Em termos de suporte, os colchões de mola costumam ser mais arejados do que os de espuma pura, pois o ar circula livremente pelo interior da estrutura. Eles atendem muito bem a diferentes biotipos e oferecem uma sensação de maciez superficial combinada com um suporte elástico. A durabilidade das molas costuma ser excelente, embora a camada de espuma que fica por cima para dar o conforto inicial ainda precise de cuidados e rodízio.

Colchões de látex: durabilidade e toque natural

O látex é um material de alto desempenho extraído da seringueira (ou fabricado de forma sintética) que tem ganhado espaço entre quem busca durabilidade e conforto térmico superior. O colchão de látex se molda aos contornos do corpo de forma muito parecida com a espuma, mas com uma grande vantagem: ele é extremamente elástico e retorna ao formato original de maneira quase instantânea.

Entre as principais características dos colchões de látex, destacam-se:

  • Alta durabilidade, mantendo as características originais por muitos anos.
  • Excelente ventilação interna graças à estrutura alveolada (com pequenos furinhos).
  • Toque macio, mas com firmeza adequada para manter a coluna alinhada.
  • Ótima opção para quem sofre de alergias, pois o material dificulta a proliferação de ácaros e fungos.

O ponto negativo do látex costuma ser o investimento inicial, que costuma ser mais elevado do que o dos modelos tradicionais de espuma e mola. No entanto, para quem busca um produto que dure bastante tempo sem perder o suporte, o custo-benefício a longo prazo acaba compensando.

Como escolher o modelo ideal para a sua rotina

A melhor forma de decidir entre espuma, mola e látex é responder a três perguntas honestas sobre o seu uso:

  1. Você dorme sozinho ou acompanhado? Se for acompanhado, as molas ensacadas ou o látex ganham pontos pela absorção de movimento.
  2. Qual é o seu peso e altura? Isso vai definir a densidade exata na espuma ou a capacidade de suporte nas molas.
  3. Você prefere uma sensação mais firme ou mais macia? Espumas de alta densidade e molas firmes entregam rigidez, enquanto o látex e algumas camadas de conforto proporcionam mais maciez superficial.

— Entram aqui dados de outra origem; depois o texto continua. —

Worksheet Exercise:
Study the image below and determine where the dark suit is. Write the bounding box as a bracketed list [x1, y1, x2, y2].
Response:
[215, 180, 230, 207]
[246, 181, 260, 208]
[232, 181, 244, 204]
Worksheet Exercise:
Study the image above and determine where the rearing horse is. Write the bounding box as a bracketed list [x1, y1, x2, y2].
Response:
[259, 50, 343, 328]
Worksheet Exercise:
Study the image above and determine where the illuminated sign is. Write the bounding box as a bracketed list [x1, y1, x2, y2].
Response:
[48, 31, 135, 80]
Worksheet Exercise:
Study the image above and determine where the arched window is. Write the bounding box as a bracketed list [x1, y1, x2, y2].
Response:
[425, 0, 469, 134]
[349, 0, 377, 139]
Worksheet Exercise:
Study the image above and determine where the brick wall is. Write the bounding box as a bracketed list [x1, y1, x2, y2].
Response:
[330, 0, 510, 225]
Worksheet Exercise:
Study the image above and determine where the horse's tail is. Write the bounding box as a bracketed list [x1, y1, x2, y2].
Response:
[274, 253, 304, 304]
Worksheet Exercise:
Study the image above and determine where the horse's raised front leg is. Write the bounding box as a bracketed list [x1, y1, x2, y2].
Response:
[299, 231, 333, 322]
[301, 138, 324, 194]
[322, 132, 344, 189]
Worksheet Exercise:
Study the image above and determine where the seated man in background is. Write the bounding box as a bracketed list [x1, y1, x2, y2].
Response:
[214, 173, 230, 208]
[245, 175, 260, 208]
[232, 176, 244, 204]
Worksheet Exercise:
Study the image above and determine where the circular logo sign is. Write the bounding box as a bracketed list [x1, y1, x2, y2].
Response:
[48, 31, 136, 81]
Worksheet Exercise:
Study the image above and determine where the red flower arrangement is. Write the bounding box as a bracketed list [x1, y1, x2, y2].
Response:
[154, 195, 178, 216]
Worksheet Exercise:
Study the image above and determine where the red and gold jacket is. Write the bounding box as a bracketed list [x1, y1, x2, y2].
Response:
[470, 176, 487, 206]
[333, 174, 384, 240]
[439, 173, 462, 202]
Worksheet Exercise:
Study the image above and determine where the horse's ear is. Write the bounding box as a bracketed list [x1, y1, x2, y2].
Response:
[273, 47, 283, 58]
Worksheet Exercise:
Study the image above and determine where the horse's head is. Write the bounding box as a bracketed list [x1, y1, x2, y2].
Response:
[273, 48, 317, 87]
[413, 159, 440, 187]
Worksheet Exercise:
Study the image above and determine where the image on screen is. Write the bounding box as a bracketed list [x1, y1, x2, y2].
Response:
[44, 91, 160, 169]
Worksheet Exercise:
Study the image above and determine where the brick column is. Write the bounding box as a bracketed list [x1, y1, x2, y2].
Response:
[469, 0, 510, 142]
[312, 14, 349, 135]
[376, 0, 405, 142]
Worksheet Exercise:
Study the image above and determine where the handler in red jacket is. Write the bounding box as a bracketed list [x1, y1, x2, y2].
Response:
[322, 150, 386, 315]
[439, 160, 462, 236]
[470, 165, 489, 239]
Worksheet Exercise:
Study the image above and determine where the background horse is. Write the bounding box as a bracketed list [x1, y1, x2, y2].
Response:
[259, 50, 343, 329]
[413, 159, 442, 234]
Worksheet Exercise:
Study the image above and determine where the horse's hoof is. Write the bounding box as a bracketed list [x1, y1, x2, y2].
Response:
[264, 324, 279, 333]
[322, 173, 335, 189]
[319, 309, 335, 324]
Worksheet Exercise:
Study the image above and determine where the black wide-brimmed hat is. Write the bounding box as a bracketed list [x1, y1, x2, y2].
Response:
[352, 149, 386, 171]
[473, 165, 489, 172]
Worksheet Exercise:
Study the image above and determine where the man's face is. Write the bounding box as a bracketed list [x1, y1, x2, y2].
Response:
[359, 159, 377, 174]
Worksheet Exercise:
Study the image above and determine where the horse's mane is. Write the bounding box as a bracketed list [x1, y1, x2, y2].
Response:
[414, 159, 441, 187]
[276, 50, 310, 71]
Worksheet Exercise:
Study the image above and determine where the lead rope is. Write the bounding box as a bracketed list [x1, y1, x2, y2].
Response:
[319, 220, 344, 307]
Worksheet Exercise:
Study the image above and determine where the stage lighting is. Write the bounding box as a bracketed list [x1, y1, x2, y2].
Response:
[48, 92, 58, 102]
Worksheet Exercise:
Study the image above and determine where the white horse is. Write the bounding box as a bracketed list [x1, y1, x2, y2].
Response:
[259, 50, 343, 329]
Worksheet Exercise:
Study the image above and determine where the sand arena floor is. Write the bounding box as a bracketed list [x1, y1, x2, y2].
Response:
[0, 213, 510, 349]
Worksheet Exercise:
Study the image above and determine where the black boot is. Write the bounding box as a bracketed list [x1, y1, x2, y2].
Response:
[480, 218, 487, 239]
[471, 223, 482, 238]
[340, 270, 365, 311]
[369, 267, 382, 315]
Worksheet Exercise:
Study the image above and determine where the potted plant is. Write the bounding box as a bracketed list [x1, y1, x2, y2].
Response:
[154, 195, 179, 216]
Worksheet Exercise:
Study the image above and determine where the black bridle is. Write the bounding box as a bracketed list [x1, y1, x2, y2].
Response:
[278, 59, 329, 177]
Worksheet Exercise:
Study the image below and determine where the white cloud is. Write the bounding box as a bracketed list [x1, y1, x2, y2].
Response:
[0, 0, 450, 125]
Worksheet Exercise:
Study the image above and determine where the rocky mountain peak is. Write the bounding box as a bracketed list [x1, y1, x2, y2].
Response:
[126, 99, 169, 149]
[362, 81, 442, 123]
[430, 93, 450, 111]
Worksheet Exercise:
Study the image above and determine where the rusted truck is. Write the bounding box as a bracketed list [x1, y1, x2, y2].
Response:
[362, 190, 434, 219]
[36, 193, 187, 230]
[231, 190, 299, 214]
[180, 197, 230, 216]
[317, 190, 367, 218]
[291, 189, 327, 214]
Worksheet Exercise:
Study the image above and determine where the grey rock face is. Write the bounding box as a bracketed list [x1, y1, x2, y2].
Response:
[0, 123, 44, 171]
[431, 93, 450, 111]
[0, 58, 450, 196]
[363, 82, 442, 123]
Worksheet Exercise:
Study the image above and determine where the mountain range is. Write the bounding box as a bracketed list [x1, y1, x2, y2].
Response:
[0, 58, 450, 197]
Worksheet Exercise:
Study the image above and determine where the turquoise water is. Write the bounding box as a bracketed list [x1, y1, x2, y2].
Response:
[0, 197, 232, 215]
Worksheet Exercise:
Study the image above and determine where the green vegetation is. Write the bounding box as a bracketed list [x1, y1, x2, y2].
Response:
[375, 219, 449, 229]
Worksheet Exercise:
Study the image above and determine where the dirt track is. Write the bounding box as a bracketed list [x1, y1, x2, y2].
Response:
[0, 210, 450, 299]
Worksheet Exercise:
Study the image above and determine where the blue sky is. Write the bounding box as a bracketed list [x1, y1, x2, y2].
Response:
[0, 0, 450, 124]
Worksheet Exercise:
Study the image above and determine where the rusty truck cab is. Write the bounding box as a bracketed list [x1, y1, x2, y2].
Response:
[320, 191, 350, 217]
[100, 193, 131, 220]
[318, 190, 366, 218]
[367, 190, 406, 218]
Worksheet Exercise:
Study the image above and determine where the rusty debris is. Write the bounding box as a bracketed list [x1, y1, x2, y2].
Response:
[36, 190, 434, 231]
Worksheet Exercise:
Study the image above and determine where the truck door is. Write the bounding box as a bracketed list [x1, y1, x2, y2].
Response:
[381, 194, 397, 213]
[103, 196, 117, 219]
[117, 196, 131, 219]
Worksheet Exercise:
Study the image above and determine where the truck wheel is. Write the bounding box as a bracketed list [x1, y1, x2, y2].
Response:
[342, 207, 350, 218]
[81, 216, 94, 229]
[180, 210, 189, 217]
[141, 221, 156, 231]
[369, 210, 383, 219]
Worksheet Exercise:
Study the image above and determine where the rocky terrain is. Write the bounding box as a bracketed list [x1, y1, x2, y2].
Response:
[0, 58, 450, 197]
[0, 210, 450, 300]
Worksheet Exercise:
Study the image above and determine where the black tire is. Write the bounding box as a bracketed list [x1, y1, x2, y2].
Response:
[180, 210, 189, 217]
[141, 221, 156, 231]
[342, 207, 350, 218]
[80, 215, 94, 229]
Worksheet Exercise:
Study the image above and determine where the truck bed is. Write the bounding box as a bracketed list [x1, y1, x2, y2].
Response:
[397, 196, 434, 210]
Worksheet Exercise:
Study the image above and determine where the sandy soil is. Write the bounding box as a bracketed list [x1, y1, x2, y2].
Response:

Se eu tivesse que escolher apenas um critério definitivo na hora da compra, seria a prioridade absoluta com a minha coluna: na dúvida, prefira sempre um suporte um pouco mais firme do que você acha que precisa, pois o colchão sempre tende a amaciar um pouco com os primeiros meses de uso.

Antes de tomar a decisão final, vale a pena verificar o espaço disponível no seu quarto e a altura do estrado ou box, garantindo que o novo colchão encaixe perfeitamente na sua rotina de descanso.